Top-degree components of Grothendieck and Lascoux polynomials

TL;DR

This paper introduces a combinatorial statistic called jcode, applicable to diagrams and permutations, to identify leading monomials of top-degree components of Grothendieck and Lascoux polynomials, linking algebraic and combinatorial structures.

Contribution

It defines a new jcode statistic on diagrams that generalizes previous permutation-based statistics, providing a unified combinatorial approach to leading monomials of polynomial components.

Findings

jcode correctly identifies leading monomials for Grothendieck and Lascoux polynomials.

Constructs a basis of the span of top-degree Grothendieck polynomials.

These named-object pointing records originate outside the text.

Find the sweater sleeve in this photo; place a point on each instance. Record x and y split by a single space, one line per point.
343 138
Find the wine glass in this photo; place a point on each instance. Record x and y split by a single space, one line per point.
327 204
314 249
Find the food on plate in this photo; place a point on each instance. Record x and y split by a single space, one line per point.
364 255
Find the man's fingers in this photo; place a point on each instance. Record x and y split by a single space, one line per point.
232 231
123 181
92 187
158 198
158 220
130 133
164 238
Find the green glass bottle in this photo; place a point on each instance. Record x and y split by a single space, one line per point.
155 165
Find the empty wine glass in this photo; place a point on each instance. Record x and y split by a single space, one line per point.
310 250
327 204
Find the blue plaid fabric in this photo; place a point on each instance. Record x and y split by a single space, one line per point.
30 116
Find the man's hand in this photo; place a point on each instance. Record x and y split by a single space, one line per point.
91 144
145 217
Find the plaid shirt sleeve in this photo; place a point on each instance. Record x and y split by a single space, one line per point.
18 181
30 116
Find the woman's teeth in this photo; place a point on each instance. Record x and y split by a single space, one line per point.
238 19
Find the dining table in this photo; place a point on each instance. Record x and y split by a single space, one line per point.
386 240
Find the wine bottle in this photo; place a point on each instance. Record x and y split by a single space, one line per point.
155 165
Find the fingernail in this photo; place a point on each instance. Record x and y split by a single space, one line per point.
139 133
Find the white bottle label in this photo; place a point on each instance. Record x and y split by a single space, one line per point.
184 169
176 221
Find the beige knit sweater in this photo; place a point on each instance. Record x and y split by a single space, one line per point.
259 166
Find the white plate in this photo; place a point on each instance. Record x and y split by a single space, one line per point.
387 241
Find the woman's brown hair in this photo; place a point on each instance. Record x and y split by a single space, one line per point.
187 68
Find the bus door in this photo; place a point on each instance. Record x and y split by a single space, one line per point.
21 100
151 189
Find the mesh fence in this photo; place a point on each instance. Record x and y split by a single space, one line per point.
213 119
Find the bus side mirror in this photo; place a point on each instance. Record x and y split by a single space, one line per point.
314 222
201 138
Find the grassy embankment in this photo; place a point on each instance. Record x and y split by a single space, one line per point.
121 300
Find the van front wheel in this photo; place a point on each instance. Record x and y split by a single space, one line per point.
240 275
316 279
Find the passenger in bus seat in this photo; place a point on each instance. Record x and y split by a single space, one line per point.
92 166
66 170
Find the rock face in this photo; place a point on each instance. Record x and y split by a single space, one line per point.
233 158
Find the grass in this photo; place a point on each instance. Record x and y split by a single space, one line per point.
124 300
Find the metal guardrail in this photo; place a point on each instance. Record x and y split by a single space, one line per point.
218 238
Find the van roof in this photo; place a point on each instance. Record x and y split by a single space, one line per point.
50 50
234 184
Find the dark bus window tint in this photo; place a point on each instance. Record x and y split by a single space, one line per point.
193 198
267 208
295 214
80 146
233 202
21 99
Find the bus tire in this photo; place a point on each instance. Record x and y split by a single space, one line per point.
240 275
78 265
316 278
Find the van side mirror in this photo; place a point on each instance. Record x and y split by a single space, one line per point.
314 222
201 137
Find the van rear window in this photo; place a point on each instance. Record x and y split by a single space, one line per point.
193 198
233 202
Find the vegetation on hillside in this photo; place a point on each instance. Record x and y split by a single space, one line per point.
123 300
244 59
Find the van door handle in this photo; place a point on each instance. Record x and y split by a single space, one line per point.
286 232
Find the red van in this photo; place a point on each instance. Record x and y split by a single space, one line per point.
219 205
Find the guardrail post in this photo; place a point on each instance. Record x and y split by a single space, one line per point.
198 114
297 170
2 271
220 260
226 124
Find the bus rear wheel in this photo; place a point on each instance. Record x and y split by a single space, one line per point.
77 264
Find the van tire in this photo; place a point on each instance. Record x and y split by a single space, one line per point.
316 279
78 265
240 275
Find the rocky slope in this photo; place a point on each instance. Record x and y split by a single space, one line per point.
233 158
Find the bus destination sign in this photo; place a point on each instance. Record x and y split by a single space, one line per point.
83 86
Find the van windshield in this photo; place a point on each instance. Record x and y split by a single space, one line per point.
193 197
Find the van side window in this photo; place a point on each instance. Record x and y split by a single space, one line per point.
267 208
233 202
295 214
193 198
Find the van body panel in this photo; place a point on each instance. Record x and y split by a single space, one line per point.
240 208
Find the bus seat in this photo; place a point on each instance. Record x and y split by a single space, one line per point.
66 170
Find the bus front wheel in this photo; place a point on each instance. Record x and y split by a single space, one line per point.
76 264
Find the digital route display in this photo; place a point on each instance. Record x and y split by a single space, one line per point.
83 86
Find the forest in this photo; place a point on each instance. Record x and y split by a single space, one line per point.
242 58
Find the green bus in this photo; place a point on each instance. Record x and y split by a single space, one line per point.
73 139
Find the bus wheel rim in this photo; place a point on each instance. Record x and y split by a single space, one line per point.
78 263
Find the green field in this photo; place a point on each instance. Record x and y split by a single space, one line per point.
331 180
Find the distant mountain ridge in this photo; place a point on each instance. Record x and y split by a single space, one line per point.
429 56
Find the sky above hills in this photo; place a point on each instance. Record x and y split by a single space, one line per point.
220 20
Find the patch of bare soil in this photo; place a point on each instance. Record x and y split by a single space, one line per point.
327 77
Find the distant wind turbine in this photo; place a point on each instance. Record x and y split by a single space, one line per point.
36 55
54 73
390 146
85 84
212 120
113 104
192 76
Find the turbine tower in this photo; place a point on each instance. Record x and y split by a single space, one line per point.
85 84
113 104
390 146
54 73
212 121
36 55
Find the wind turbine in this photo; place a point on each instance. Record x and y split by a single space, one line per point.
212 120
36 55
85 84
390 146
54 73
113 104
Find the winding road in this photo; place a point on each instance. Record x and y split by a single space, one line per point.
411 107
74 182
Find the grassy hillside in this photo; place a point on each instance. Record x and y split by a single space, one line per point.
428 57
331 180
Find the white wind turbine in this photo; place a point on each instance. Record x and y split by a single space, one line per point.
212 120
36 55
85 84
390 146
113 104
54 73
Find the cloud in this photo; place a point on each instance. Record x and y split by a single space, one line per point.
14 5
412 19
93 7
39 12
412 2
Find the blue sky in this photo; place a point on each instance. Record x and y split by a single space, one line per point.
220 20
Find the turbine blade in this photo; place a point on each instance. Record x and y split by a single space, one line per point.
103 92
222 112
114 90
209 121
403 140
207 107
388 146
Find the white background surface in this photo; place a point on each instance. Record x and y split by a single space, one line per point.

Provides an algebraic interpretation of a q-analogue of Bell numbers.

Abstract

The Castelnuovo-Mumford polynomial $\widehat{\mathfrak{G}}_w$ with $w \in S_n$ is the highest homogeneous component of the Grothendieck polynomial $\mathfrak{G}_w$. Pechenik, Speyer and Weigandt define a statistic $\mathsf{rajcode}(\cdot)$ on $S_n$ that gives the leading monomial of $\widehat{\mathfrak{G}}_w$. We introduce a statistic $\mathsf{rajcode}(\cdot)$ on any diagram $D$ through a combinatorial construction ``snow diagram'' that augments and decorates $D$. When $D$ is the Rothe diagram of a permutation $w$, $\mathsf{rajcode}(D)$ agrees with the aforementioned $\mathsf{rajcode}(w)$. When $D$ is the key diagram of a weak composition $\alpha$, $\mathsf{rajcode}(D)$ yields the leading monomial of $\widehat{\mathfrak{L}}_\alpha$, the highest homogeneous component of the Lascoux polynomials $\mathfrak{L}_\alpha$. We use $\widehat{\mathfrak{L}}_\alpha$ to construct a basis of $\widehat{V}_n$, the span of $\widehat{\mathfrak{G}}_w$ with $w \in S_n$. Then we show $\widehat{V}_n$ gives a natural algebraic interpretation of a classical $q$-analogue of Bell numbers.